- Born: June 11, 1930 Brooklyn, New York, US
- Died: October 8, 2021 (aged 91)
- Education: Swarthmore College (BA) Princeton University (PhD)
- Scientific career
- Institutions: Massachusetts Institute of Technology
- Thesis: Abelian Varieties over P-Adic Ground Fields (1954)
- Doctoral advisor: Emil Artin
- Doctoral students: Alberto Collino
- Website: math.mit.edu/~apm/

= Arthur Mattuck =

American mathematician (1930–2021)

Arthur Paul Mattuck (June 11, 1930 – October 8, 2021) was a professor of mathematics at the Massachusetts Institute of Technology.
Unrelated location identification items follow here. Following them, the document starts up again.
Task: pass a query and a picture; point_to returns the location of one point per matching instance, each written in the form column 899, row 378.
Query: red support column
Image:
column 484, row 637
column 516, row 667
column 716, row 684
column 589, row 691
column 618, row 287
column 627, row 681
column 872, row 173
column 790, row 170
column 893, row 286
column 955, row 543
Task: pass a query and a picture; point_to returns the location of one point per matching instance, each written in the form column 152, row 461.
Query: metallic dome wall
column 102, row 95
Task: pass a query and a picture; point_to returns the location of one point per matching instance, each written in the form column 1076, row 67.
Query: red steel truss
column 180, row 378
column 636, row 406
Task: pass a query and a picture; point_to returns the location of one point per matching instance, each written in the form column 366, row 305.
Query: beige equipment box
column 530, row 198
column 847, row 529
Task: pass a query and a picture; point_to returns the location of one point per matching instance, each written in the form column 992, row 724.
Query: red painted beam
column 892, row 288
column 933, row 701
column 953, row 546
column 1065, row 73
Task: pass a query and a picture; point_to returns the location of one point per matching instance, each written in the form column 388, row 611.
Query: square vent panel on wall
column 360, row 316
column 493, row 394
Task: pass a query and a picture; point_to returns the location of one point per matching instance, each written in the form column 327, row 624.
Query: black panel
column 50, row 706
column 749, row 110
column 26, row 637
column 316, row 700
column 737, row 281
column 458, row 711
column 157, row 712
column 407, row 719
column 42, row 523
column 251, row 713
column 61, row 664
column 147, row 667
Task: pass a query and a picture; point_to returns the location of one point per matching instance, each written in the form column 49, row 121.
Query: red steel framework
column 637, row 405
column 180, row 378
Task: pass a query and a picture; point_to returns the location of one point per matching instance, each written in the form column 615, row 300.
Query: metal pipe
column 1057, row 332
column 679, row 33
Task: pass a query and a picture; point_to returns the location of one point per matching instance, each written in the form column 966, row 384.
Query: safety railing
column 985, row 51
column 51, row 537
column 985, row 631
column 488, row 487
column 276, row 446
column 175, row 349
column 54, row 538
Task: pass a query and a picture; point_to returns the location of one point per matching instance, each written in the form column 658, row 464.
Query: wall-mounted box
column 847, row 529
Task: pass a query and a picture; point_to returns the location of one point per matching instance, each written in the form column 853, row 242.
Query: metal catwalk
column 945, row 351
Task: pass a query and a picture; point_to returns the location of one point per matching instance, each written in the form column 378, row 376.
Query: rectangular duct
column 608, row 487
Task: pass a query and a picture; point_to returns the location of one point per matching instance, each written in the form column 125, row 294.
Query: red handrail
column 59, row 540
He is known for his 1998 book, Introduction to Analysis (ISBN 013-0-81-1327) and his differential equations video lectures featured on MIT's OpenCourseWare.

Mattuck was a student of Emil Artin at Princeton University, where he completed his PhD in 1954.

==Recognition==
In 2012 he became a fellow of the American Mathematical Society.

==Personal life==
From 1959 to 1977 Mattuck was married to chemist Joan Berkowitz. Mattuck is quoted extensively in Sylvia Nasar's biography of John Nash, A Beautiful Mind.

He was the brother of the physicist Richard Mattuck.

He died on October 8, 2021, at age of 91. He was survived by his daughter Rosemary and her partner Jeffrey Broadman, and three nephews, Allan, Robin, and Martin.